= 2008 Basel-Stadt Grand Council election =

The Grand Council of Basel-Stadt election was held on 14 September 2008. It was the first election under the new constitution and a therefore smaller Grand Council of only 100 representatives instead of 130. Because of that all existing parties lost ground, particularly the Social Democratic Party. The Swiss People's Party (SVP) and the Green Party both did relatively well.

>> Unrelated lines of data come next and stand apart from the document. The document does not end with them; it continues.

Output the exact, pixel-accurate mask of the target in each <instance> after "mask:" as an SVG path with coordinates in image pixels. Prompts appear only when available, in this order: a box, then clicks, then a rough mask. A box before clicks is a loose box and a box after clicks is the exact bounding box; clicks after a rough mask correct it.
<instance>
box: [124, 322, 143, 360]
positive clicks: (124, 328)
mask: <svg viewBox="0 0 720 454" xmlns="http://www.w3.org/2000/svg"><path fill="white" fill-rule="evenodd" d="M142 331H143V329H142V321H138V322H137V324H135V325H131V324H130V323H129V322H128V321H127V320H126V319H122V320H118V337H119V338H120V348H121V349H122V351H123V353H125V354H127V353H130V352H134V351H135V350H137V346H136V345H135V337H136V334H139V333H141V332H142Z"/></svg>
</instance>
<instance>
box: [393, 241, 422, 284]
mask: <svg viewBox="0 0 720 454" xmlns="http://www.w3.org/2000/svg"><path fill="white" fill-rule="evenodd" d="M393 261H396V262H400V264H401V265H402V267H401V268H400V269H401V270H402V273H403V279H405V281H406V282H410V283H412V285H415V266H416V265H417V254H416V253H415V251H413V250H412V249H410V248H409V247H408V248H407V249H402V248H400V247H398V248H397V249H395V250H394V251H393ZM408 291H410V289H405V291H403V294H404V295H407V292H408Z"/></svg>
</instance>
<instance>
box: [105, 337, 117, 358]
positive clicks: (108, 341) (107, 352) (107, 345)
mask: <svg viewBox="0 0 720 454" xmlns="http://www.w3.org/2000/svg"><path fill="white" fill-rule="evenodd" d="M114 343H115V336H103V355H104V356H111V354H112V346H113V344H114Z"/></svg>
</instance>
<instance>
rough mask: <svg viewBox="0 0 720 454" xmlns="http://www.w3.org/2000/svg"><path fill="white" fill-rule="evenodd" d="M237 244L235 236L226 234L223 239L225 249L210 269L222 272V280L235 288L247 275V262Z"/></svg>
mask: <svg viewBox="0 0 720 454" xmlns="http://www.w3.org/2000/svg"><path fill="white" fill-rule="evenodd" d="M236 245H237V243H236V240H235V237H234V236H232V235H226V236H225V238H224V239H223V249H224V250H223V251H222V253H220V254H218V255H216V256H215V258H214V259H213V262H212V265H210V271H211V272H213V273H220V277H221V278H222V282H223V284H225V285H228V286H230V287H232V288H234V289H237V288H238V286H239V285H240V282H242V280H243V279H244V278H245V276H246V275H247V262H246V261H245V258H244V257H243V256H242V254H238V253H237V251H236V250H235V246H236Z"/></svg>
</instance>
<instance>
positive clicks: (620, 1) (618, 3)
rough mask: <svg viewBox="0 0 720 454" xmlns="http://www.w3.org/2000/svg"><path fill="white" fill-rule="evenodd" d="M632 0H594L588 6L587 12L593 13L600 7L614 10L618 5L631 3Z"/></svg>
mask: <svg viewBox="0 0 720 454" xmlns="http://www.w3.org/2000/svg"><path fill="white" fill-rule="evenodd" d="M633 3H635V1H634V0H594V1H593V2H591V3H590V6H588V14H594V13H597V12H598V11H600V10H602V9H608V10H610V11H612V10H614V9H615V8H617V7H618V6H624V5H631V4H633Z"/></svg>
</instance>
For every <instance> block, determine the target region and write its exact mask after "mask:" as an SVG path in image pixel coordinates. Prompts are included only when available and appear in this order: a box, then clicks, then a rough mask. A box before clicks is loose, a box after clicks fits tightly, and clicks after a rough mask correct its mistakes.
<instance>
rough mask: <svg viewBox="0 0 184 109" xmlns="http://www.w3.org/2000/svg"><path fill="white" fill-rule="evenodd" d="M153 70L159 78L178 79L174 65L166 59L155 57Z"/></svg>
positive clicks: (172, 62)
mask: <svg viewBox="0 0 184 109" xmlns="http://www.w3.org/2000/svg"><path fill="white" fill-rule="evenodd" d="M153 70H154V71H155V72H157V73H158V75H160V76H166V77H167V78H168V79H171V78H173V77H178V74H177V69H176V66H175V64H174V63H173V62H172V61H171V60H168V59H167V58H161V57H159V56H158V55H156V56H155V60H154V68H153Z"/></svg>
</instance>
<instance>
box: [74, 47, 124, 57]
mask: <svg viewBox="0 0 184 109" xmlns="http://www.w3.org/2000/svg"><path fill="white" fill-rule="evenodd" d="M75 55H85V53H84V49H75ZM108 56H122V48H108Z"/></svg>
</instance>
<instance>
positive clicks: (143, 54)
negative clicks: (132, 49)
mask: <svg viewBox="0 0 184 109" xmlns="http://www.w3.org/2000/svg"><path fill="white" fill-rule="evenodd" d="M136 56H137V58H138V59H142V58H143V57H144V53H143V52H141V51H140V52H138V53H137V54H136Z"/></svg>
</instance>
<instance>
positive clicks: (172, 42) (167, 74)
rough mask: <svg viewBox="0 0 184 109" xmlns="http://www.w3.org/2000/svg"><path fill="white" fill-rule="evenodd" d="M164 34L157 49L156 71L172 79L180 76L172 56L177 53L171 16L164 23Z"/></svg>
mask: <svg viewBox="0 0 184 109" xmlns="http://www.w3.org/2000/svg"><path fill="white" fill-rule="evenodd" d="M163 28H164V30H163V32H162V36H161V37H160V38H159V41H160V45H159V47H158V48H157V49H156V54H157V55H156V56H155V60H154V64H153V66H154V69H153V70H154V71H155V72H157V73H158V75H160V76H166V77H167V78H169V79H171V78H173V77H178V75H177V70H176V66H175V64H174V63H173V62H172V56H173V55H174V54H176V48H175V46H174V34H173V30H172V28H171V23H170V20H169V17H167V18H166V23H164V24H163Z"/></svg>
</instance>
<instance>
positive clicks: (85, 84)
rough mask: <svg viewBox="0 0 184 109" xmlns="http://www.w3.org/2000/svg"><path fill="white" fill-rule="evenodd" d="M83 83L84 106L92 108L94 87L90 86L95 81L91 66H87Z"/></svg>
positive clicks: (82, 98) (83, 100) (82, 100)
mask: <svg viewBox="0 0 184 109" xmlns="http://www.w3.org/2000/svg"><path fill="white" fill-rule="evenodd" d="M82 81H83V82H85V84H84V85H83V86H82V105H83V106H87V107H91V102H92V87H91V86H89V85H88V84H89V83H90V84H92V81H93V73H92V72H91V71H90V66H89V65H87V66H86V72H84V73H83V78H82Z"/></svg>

The Green Liberal Party entered the Grand Council with 5 representatives.

==Results==

Summary of the 14 September 2008 Basel-Stadt Grand Council election results
| Party |  | Ideology | Vote %^{1} | Vote % ± | Seats | Seats ± |
|  | Social Democratic Party | Social democracy | 29.7 | −3.1 | 32 | −14 |
|  | Swiss People's Party | National conservatism | 13.7 | +1.7 | 14 | −1 |
|  | Green Party | Green politics | 13.8 | +2.3 | 13 | −3 |
|  | Free Democratic Party | Classical liberalism | 9.9 | −1.8 | 11 | −6 |
|  | Liberal Party | Classical liberalism | 8.4 | +0.4 | 9 | −3 |
|  | Christian Democratic People's Party | Christian democracy | 9.3 | +1.1 | 8 | −3 |
|  | Green Liberal Party | Green liberalism | 5.1 | N/A | 5 | N/A |
|  | Evangelical People's Party | Christian democracy | 4.4 | −0.1 | 4 | −2 |
|  | Democratic Social Party | Social democracy | 3.1 | −1.5 | 3 | −3 |
|  | Active Bettingen | Liberalism | N/A | N/A | 1 | ±0 |
|  | Swiss Democrats—Federal Democratic Union |  | 2.4 | −0.8 | 0 | ±0 |
|  | Homosexual List |  | 0.2 | N/A | 0 | N/A |
| Total |  |  | 100.00 | – | 100 | −30 |
^{1} Excludes Bettingen, which was contested only by Active Bettingen.